So when I’m talking about actual dev time for BL3 here… let’s use the Moze tech demo as an example - I think we’re mostly looking at the time a little after 5/16 when BBN launched, because GBX still had a lot of teams working on the online aspects of the game as well as creating new levels and assets for DLC. There’s probably about 6-8 months of meat on that bone before the tech demo when GBX was actually doing in game work, and not dealing with story concepts/storyboarding/etc.
Then they continue down that line of thought until they hit the Destiny 2 backlash in late 2017. That’s around the time that I think the call was made to kill the more ambitious ideas for the game and just make “more borderlands” and deal with the assets they had.
That leaves us with… probably about 16 months of hard dev time actually spent building game assets, tweaking mechanics, getting graphics together, etc. etc. etc.
In reality there was a lot of work that was done before then, but how much of it saw actual Dev time from GBX is debatable.
Keep in mind, that’s 16 months of most of gearbox working on all this to produce all the things we don’t think about in a game.

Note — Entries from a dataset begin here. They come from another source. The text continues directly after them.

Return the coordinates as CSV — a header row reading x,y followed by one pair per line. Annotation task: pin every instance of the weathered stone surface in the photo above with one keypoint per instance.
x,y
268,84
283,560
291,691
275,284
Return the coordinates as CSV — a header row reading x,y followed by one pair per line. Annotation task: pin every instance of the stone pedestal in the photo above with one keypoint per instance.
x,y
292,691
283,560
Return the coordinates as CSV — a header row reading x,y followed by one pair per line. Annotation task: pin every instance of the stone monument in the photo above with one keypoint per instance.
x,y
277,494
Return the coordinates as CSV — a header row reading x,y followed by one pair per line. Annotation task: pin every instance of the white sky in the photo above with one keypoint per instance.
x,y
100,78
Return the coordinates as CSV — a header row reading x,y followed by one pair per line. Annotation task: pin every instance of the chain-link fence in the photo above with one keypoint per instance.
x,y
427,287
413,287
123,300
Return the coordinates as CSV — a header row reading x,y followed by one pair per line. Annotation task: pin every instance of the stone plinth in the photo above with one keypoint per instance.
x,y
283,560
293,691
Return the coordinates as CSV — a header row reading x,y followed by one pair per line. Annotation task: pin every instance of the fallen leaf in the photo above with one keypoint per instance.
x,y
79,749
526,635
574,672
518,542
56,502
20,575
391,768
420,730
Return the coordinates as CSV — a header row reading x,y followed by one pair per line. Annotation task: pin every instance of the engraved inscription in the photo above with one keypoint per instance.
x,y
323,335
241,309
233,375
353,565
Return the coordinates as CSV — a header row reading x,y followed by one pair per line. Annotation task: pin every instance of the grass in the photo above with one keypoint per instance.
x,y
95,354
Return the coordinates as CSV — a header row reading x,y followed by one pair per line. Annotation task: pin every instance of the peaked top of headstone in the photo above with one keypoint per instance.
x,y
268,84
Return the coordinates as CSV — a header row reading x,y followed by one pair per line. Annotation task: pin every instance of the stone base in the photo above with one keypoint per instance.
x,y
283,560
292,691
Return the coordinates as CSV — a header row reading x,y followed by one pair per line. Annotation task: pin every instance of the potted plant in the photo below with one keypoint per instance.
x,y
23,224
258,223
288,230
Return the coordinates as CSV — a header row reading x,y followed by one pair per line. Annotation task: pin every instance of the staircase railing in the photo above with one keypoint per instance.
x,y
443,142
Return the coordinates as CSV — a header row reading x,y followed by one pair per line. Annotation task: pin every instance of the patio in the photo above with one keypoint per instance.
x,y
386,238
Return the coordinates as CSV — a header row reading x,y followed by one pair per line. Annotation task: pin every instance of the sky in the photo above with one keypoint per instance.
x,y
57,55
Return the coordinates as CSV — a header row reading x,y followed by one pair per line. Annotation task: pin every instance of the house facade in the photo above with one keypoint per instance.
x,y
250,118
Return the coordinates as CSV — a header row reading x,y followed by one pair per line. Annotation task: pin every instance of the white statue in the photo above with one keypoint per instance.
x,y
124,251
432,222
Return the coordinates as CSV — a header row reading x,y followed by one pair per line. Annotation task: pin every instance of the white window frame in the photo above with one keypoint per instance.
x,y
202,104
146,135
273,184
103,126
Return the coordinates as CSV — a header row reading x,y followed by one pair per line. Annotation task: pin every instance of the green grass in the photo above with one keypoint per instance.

That’s a lot of game data and things that have to be reworked because it’s not going to be an online mmo style looter shooter anymore. And that still only gives us about the same amount of time before the game is given it’s gold cert. I believe that happened about 3 months before release in sept of 2019.
The timeline works out for me, although if the timeline is right, I worry a lot about the potential for crunch, especially with pitchford at the wheel.
From different series and interviews I’ve watched, they are and they aren’t. They’re kind of fluid, but not in the same way writing a short story is (at least in my experience). You want to have a story at the start of development because it’s an anchor to what the game is trying to be. A good video game story should create in world reasons between powers, mechanics, and give an idea to villains and how levels heavily influenced by those villains can look…
At the same time, more than any other medium, the story is subject to change based on things outside the writer’s control. Technical limitations is a big one. Many times a CEO or game director hires a story team to make a story based around a super ambitious concept or idea, and they make a great story to go along with it… only to find out later in the process that the technology isn’t there to support it - the series fable has a big list of that.
Actual dev time is another issue - you may have to rewrite a story to be longer or shorter based on work that was done very early on in the story process because of lags or speed ups based around just how… project based gaming is. A big centerpiece world or level could get trimmed down to next to nothing thanks to just general office issues that cause delays.
Basically the story and mechanics ideally would be in service to one another, but there are plenty of ways one can drastically impact the other… and with the huge teams involved in video games these days, I think VG writing is probably the most dynamic, stressful, and hard jobs in the business. It’s not like a book or story where you can just axe a section and rewrite it with different points, or even like a movie that might have reshoots or heavy post production edits to highlight special effects or remove issues that might be problematic.
You’re constantly having to evolve your work based on a project based development pattern out of your control. Your story is both the basis for a player to relate to the game, but can’t be so set in stone that it doesn’t give leeway to the teams actually working on coding, developing, drawing, and animating the ideas.